Kobieta idzie do domu rodziców swojego chłopaka na obiad.
To jest jej pierwszy raz spotkanie z rodziną i jest bardzo zdenerwowana. Wszyscy siadają i zaczynają jeść dobry posiłek.
Kobieta zaczyna odczuwać trochę dyskomfortu, dzięki jej nerwowości i zapieknięciu brokułów. Bóle gazu prawie sprawiają, że jej oczy są podlewane.
Pozostawiony bez innego wyboru, postanawia się nieco zwolnić i wypuszcza delikatny pierd.
Nie było głośno, ale wszyscy przy stole usłyszeli Pouf.
Zanim miała okazję się zawstydzić, ojciec jej chłopaka spojrzał na psa, który drzemał na stopy kobiety i powiedział dość surowym głosem: „Skippy!”.
Kobieta pomyślała: „To świetnie!” I na jej twarzy pojawił się wielki uśmiech.
Kilka minut później znów zaczęła odczuwać ból. Tym razem nawet się nie wahała.
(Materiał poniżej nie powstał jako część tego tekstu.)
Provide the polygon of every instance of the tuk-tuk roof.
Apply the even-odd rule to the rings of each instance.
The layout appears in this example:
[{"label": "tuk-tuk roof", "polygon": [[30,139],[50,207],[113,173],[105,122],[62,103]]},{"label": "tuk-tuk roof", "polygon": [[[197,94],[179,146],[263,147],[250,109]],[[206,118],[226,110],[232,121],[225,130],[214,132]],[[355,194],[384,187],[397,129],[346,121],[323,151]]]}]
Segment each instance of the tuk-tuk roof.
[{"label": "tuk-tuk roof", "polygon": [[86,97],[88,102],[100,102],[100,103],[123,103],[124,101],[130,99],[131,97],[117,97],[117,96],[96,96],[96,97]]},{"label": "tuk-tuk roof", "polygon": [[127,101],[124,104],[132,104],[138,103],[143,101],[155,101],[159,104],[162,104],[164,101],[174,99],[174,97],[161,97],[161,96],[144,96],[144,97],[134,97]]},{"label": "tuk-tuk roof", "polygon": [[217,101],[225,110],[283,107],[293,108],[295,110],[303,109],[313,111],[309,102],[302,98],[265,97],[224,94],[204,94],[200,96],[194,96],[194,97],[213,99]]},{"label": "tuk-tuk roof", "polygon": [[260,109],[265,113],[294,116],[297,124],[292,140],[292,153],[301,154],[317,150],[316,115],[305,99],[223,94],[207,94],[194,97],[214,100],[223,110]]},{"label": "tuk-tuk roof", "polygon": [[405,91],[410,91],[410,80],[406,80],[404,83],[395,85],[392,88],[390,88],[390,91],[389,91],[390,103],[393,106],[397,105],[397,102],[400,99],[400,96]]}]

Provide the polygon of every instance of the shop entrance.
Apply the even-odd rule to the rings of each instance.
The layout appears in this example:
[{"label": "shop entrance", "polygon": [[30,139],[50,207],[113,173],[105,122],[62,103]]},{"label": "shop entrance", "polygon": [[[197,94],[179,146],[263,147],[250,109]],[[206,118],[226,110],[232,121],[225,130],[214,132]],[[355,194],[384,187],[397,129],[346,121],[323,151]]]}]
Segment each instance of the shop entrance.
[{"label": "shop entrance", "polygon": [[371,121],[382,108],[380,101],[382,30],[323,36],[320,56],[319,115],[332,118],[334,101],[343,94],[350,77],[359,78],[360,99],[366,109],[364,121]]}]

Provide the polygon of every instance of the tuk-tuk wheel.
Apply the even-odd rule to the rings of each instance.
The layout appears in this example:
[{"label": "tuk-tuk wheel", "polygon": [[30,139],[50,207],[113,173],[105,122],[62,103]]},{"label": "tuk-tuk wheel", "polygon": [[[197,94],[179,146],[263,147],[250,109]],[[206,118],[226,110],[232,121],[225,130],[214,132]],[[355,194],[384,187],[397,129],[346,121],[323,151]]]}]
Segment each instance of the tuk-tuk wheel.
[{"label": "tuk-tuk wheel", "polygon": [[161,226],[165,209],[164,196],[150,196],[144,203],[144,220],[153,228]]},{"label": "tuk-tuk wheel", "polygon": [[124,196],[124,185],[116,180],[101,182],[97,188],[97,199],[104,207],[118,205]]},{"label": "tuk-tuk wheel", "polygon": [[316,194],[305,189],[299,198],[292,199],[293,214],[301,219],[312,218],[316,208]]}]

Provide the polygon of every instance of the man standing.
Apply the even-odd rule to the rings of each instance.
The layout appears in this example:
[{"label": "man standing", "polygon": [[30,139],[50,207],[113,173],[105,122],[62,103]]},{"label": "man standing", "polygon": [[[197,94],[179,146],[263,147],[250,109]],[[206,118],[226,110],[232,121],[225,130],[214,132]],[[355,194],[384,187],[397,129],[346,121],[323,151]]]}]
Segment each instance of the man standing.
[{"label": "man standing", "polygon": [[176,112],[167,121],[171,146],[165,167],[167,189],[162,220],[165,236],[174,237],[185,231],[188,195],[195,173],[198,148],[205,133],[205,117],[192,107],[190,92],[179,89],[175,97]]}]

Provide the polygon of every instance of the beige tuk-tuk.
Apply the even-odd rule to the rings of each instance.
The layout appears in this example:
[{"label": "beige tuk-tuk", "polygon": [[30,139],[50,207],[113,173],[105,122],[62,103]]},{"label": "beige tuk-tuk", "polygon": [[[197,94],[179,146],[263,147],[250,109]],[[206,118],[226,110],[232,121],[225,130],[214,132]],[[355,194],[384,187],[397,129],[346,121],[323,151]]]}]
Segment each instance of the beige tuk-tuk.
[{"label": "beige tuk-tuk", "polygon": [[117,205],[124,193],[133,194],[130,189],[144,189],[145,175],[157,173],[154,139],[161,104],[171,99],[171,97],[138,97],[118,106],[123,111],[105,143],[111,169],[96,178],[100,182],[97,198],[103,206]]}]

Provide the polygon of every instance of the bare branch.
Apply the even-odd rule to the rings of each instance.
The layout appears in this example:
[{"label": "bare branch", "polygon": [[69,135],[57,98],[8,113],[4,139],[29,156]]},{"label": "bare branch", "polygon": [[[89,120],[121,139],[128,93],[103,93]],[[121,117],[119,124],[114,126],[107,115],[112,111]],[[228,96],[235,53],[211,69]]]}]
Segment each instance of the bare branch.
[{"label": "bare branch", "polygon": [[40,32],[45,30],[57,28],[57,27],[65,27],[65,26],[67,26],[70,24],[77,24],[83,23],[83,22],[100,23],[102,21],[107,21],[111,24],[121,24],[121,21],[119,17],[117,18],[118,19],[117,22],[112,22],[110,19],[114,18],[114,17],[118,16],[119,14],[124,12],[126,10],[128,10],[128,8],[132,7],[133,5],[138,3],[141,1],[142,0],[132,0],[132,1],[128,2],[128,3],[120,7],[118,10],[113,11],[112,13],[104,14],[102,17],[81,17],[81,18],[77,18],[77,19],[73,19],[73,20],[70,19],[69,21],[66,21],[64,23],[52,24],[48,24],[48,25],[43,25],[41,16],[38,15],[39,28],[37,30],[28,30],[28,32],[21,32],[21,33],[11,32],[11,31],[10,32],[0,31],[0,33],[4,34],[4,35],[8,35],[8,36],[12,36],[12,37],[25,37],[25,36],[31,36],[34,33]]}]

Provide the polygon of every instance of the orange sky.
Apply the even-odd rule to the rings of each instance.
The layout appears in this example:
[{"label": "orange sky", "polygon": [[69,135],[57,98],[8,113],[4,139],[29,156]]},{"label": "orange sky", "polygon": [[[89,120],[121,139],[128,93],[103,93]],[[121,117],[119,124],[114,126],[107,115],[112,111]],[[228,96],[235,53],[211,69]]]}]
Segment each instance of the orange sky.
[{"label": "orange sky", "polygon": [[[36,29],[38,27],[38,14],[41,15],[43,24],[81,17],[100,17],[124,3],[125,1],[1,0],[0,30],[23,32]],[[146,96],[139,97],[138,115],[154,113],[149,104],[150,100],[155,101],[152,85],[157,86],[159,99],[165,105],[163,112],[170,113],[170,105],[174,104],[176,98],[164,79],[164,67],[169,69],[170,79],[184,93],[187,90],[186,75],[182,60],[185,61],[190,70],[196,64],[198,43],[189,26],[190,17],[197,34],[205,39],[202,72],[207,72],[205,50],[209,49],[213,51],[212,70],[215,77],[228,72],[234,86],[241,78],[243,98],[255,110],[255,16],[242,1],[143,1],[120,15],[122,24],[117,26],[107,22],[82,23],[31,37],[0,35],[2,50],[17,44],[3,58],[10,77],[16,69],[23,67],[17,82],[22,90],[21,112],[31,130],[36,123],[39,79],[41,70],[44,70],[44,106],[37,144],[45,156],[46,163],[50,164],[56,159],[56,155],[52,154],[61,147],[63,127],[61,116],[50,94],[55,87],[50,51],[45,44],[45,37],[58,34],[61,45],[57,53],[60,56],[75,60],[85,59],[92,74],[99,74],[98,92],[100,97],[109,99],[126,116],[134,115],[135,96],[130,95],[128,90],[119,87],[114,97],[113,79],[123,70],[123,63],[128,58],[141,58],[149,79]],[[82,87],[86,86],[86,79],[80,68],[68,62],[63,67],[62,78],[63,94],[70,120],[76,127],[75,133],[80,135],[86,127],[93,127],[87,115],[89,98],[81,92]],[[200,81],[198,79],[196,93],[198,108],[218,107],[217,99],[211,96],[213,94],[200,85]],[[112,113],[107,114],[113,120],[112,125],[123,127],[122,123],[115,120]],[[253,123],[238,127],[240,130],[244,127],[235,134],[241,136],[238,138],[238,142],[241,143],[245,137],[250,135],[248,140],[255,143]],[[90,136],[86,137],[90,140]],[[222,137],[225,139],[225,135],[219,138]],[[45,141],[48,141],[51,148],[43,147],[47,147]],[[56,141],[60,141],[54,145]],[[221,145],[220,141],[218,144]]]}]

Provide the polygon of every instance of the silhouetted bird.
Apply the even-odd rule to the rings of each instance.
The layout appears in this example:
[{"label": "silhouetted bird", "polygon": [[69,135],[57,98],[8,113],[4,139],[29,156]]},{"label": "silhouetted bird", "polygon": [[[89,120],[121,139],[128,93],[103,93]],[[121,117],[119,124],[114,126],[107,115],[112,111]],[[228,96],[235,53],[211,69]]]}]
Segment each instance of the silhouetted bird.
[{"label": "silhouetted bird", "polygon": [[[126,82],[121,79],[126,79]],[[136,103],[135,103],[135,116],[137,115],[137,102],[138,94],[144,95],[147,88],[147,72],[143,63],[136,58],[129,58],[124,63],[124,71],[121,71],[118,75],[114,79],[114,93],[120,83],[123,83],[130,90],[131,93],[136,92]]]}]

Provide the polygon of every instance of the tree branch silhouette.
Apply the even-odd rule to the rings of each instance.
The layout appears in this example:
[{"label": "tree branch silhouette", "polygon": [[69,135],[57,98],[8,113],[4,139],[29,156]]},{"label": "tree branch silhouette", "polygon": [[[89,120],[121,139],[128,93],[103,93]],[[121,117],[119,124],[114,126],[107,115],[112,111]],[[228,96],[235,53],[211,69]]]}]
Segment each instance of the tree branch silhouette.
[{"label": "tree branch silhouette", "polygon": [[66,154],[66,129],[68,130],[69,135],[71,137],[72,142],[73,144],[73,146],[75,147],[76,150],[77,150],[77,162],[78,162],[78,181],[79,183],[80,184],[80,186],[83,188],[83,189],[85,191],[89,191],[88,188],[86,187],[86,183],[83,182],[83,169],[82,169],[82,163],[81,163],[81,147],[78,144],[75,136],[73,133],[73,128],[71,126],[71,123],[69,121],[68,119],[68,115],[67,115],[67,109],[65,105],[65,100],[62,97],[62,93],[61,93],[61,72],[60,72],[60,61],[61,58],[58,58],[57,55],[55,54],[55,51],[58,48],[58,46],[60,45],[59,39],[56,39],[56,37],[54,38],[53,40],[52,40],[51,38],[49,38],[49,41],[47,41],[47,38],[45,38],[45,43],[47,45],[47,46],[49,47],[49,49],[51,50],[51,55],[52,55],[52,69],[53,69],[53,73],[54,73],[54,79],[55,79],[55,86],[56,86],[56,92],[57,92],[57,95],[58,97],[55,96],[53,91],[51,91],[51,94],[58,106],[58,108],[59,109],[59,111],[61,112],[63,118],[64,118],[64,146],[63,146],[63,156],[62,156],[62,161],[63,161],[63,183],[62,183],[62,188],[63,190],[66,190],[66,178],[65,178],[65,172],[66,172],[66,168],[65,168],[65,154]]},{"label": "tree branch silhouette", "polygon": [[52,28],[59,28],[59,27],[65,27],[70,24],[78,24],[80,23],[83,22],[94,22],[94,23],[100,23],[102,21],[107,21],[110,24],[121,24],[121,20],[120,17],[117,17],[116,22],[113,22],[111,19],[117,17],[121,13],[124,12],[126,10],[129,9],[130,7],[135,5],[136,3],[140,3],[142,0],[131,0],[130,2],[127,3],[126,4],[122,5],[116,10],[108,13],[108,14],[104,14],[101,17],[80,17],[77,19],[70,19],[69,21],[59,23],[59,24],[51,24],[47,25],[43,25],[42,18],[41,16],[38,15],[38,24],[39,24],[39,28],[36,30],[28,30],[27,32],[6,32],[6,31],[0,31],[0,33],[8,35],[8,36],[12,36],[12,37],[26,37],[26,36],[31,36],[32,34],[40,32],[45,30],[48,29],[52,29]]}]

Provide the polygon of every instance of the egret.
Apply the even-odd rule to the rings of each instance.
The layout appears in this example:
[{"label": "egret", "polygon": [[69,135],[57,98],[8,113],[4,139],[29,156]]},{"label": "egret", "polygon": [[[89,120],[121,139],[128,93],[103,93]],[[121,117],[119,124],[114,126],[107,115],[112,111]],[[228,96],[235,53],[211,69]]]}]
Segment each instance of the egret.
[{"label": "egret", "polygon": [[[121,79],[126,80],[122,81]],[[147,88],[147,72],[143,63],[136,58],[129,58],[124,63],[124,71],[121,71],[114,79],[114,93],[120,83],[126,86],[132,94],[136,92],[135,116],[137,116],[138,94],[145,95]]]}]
Pozwoliła o wiele głośniej i dłużej pierdnięć.
Ojciec ponownie spojrzał na psa i krzyknął: „Cholera Skippy!”
Po raz kolejny kobieta uśmiechnęła się i pomyślała „tak!”. Kilka minut później kobieta musiała pozwolić kolejnemu rozerwać. Pozwoliła, aby rozerwać pierd, który rywalizował z gwizdkiem pociągu!
Po raz kolejny ojciec spojrzał na psa z obrzydzeniem i krzyknął,
„Cholera Skippy, uciekaj od niej, zanim srosi na ciebie!”